O voto do ministro Luiz Fux, que divergiu do relator, Alexandre de Moraes, para absolver Jair Bolsonaro e outros réus dividiu juristas no campo técnico, mas até os que concordaram com a tese da decisão admitem que ele agiu de forma contraditória em relação a posicionamentos anteriores. Professor de Direito Penal da PUC do Rio Grande do Sul, Alexandre Wunderlich avaliou em conversa com o PlatôBR que o voto se baseou nos princípios constitucionais e concorda com os argumentos do ministro, mas ressalva que a veia garantista de Fux é quase inédita no seu histórico.
“É um garantismo de ocasião. Ele olha com lupa a Constituição e fez um voto com várias posições que eu defendo. Ele fez um voto com um olhar técnico, mas não é usual dos votos dele”, apontou o professor, indicando posturas anteriores do ministro. “No ano de 2025, o ministro Fux concedeu só nove habeas corpus, nenhum deles por cerceamento de defesa. Hoje ele faz uma ode à ampla defesa”, apontou. “Usando a linguagem popular, eu diria que seria bom se sempre fosse assim”, completou.
Entre as contradições de Fux, a mais comentada refere-se ao pedido de nulidade do processo, com alegação de vício de origem e apontando incompetência do STF para julgar o caso. O tom político atribuído ao ministro está no fato de que ele julgou mais de 400 ações penais envolvendo a tentativa de golpe do 8 de Janeiro, seguindo a posição de Moraes.
O voto movimentou grupos de advogados nas redes que também apontaram que o ministro participou de centenas de julgamentos envolvendo indivíduos diretamente implicados nos atos antidemocráticos, sem suscitar qualquer questionamento acerca da ausência de prerrogativa de foro em relação a réus. Os julgados não tinham prerrogativas de foro, nesses casos. “A mudança de posicionamento, sem a devida fundamentação que a justifique, fragiliza a coerência decisória e compromete a previsibilidade das decisões da Suprema Corte, valores estes essenciais à segurança jurídica”, disse Eduardo Barbosa, mestre em direito constitucional pelo IDP (Instituto Brasileiro de Ensino, Desenvolvimento e Pesquisa).
“Nesse julgamento, especificamente, ao que me parece, Fux deu uma virada de 180 graus no entendimento dele.
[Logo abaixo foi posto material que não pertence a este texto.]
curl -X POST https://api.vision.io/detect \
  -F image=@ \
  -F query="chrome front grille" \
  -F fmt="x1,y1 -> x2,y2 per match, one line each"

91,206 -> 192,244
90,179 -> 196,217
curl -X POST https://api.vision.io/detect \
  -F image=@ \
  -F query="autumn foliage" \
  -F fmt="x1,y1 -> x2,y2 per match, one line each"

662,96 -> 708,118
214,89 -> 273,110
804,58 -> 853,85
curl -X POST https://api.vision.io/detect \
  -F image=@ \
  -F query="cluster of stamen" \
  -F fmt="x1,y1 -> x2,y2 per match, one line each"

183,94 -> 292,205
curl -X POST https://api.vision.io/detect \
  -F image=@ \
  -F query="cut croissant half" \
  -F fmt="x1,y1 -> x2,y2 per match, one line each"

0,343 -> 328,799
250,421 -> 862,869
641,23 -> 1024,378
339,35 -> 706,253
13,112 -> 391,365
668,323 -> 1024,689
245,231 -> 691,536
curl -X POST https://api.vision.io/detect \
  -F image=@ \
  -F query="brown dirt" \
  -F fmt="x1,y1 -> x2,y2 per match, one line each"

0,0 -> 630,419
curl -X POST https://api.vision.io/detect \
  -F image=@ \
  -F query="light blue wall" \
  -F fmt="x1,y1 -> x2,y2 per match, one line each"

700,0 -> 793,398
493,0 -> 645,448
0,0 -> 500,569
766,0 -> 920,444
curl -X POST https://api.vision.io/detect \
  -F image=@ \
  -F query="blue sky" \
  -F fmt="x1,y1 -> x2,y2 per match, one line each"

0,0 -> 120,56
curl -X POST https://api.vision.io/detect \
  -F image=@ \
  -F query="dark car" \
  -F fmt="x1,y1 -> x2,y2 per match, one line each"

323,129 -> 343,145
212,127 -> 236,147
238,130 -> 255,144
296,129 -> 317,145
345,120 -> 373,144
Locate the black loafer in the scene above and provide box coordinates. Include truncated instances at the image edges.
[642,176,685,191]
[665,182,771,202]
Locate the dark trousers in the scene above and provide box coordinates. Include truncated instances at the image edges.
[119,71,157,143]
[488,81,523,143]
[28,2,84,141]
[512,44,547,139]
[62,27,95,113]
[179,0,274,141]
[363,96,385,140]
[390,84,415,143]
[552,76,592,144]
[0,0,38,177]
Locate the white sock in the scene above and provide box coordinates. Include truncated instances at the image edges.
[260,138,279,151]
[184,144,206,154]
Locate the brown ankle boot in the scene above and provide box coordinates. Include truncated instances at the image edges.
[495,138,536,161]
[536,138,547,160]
Ele acabou tendo um posicionamento libertário, coisa que vai bem de encontro ao raciocínio dele em toda a história desde que ele assumiu a cadeira no Supremo. Eu não tenho dúvidas de que ele tornou esse julgamento político”, disse Barbosa.
Duplo grau
Barbosa concorda com a tese, já levantada pela defesa de Bolsonaro, de que os réus têm o direito constitucional de ter a sentença julgada por outra instância. Se o princípio constitucional do duplo grau de jurisdição não for observado, a defesa pode até pedir a nulidade de todo processo. É nesse sentido que ele vê a importância da divergência aberta pelo ministro Fux. Para ele, o conteúdo do voto permite recurso da defesa para levar o julgamento para o plenário do STF, onde votam os 11 ministros – na turma são cinco.
“Na minha opinião, esse julgamento estava equivocado por não garantir aos réus o duplo grau de jurisdição, que é uma garantia constitucional. No nosso direito, todas as pessoas que processam alguém ou que são processadas têm o direito de ver a decisão contra ela revista por um outro órgão ou outro tribunal. Esse julgamento, em particular, começou na última instância e, dessa forma, não há para quem recorrer, acima do STF”, apontou Barbosa.
“Não ter a garantia do duplo grau de jurisdição é muito perigoso, porque isso traz uma ofensa gravíssima a esse princípio constitucional. O Brasil é signatário do Pacto de San José da Costa Rica, que é a Convenção Interamericana de Direitos Humanos, que garante esse duplo grau de jurisdição”, explicou.
O advogado Antônio Carlos de Almeida Castro, o Kakay, também reconhece vantagem no voto divergente de Fux que, para ele, só reforça a importância do julgamento e a completa independência do STF. Kakay também estranhou a postura divergente do ministro. “O que causa espécie é somente o fato de a divergência não ter sido levantada nos diversos processos que já foram julgados”, apontou o advogado, acostumado a defesas no STF. “Ele ficará vencido em um julgamento que garantiu todo o direito de defesa, e é nesta divergência que reside a beleza do direito. A unanimidade nem sempre é a melhor solução”, apontou.